In January, the BOC’s take from import duties and other taxes amounted to P47.14 billion, 6.9-percent bigger than its P44.09-billion goal for the month.
In a statement Monday night, the BOC said 11 of its 17 ports exceeded their respective January revenue targets: Batangas, Cagayan de Oro, Clark, Davao, Iloilo, Legazpi, NAIA, Port of Manila, Subic, Tacloban and Zamboanga, citing a preliminary report of its financial service.
Amid a pandemic-induced recession last year, the BOC’s actual tax-collection of P539.7 billion was 6.6-percent more than the downgraded 2020 goal of P506.2 billion but way below the record P630.3 billion it collected in 2019.
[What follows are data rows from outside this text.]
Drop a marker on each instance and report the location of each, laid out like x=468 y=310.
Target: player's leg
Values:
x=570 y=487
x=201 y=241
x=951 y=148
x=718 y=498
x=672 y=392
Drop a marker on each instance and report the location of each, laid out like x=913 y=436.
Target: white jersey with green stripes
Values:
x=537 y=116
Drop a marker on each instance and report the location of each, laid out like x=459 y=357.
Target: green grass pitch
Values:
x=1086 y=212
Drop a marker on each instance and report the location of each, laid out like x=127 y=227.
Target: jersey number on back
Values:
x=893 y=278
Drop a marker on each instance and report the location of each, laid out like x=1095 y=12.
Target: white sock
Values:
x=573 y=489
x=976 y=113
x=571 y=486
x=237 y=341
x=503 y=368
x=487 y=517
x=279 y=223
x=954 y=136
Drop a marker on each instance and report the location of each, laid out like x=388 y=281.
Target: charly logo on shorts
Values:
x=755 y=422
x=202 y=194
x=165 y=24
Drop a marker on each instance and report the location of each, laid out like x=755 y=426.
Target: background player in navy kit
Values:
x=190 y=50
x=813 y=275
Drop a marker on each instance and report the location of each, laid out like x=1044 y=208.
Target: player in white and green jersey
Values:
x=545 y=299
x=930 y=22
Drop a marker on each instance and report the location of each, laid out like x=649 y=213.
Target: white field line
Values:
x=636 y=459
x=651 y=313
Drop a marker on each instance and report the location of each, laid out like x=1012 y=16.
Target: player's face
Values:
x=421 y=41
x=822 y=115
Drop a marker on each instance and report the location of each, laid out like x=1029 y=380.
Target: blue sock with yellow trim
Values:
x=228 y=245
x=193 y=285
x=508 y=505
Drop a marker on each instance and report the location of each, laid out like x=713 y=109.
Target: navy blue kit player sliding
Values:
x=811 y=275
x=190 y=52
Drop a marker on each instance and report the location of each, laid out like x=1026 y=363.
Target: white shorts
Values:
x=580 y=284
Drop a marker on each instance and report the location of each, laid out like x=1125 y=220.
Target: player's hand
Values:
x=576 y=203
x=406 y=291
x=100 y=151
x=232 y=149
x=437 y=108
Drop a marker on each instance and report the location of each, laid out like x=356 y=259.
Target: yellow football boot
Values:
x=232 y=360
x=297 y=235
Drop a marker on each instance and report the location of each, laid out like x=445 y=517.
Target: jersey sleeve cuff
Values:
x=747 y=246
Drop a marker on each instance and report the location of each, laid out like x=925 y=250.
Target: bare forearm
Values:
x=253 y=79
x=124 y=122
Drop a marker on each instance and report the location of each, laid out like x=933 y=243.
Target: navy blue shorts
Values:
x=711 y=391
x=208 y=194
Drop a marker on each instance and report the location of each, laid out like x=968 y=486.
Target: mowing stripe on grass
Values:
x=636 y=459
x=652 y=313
In its 2020 report, the BOC blamed the decline in collections to the “effects of the pandemic on global trade and commerce,” which resulted in a plunge in the volume of shipments of imported goods.
The latest government data showed the value of imports which entered the Philippines last year slid 23.3 percent to $85.61 billion—the second largest annual decline, eclipsed only by the 24.1-percent slump in 2009 due to the global financial crisis.
Also, the BOC had pointed to a “drop in the volume of imports and price of oil” last year.
For 2021, normalizing global oil prices and expectations of a reversal of the record 9.5-percent contraction in gross domestic product (GDP) last year would help the BOC achieve its revenue targets.
The DBCC had projected goods imports to climb by 8 percent this year.
In a report Tuesday, the state planning agency National Economic and Development Authority (Neda) noted Dubai crude oil future prices rose to $50.97 per barrel in January and would likely settle by yearend at $49.38 a barrel, or above last year’s prices.
However, the Neda cautioned that “the new lockdown restrictions in major European countries brought by the detection of a new coronavirus [variant] along with the persistence of COVID-19 in many parts of the world continue to pose downside risks in global demand for oil.”
Economic growth would also likely be within the 6.5-7.5 percent growth target for 2021, the Neda said in a separate report Thursday.
The Neda said the median estimate of 11 private financial institutions and three multilateral lenders for this year was a 7.5-percent growth, the upper end of the government goal.
It said the 2021 growth target was hinged on expectations that “sustained improvement in health system capacity and the rollout of the vaccination program will allow further reopening of the economy” and that “investment and consumer sentiment will improve this year.”